En una sociedad como la actual, se encuentra invertida la escala de valores y la prioridad de los mismos, al punto que la gran mayoría privilegia las cosas materiales para heredar a sus generaciones presentes y futuras, sin reparar en el hecho cierto que la educación constituye la mejor herencia y un patrimonio intangible para cada individuo y para la sociedad.
Esta afirmación es tan cierta que muchas veces escuchamos, y con razón, que la educación redime la pobreza; nada tan real que el desarrollo individual y colectivo depende en gran parte del nivel de formación y educación que recibimos.

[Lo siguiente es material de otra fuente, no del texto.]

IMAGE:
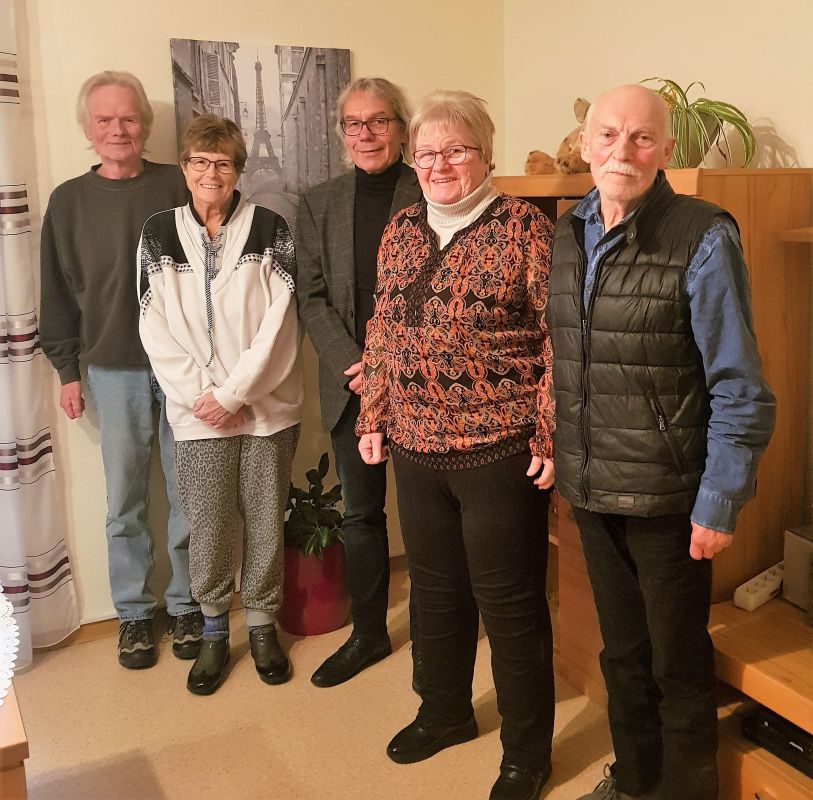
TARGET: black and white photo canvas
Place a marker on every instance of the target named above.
(282, 98)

Esta circunstancia hace que hoy existan países del primer y tercer mundo, la diferencia está en que países como Francia, Alemania, Japón y ahora los llamados tigres asiáticos son los que van marcando la distancia abismal con países como África o Latinoamérica. En estas sociedades desarrolladas, las tasas de analfabetismo están en cero mientras en países pobres es hasta del 30%.

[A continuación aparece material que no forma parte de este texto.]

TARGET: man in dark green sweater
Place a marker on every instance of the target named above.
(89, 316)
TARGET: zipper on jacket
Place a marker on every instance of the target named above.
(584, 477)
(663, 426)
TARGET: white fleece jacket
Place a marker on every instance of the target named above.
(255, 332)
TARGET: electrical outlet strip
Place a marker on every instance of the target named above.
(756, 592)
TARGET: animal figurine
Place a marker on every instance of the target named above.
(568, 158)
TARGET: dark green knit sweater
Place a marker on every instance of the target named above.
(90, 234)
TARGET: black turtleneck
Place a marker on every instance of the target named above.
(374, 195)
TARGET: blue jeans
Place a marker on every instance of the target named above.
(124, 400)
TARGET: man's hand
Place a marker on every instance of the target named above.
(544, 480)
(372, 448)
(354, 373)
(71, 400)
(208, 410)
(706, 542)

Si la tecnología va de la mano con la educación, es de suponer que entonces estos pueblos relegados y pobres del mundo también se encuentran a varias decenas de años del desarrollo tecnológico. Los gobiernos por tanto, tienen la obligación de hacer efectivo el derecho a la educación con calidad, eficiencia, tecnología de punta; así represente una inversión alta para el Estado.
Mientras más alta sea la inversión en educación, más nos acercaremos a un real mejoramiento de la calidad de educación; solo así el Estado estaría pagando gran parte de la deuda social que por décadas ha hecho que amplios sectores de la población permanezcan relegados, sin acceso a la educación, salud, vivienda, inclusión social, participación democrática, condiciones básicas para el Buen Vivir.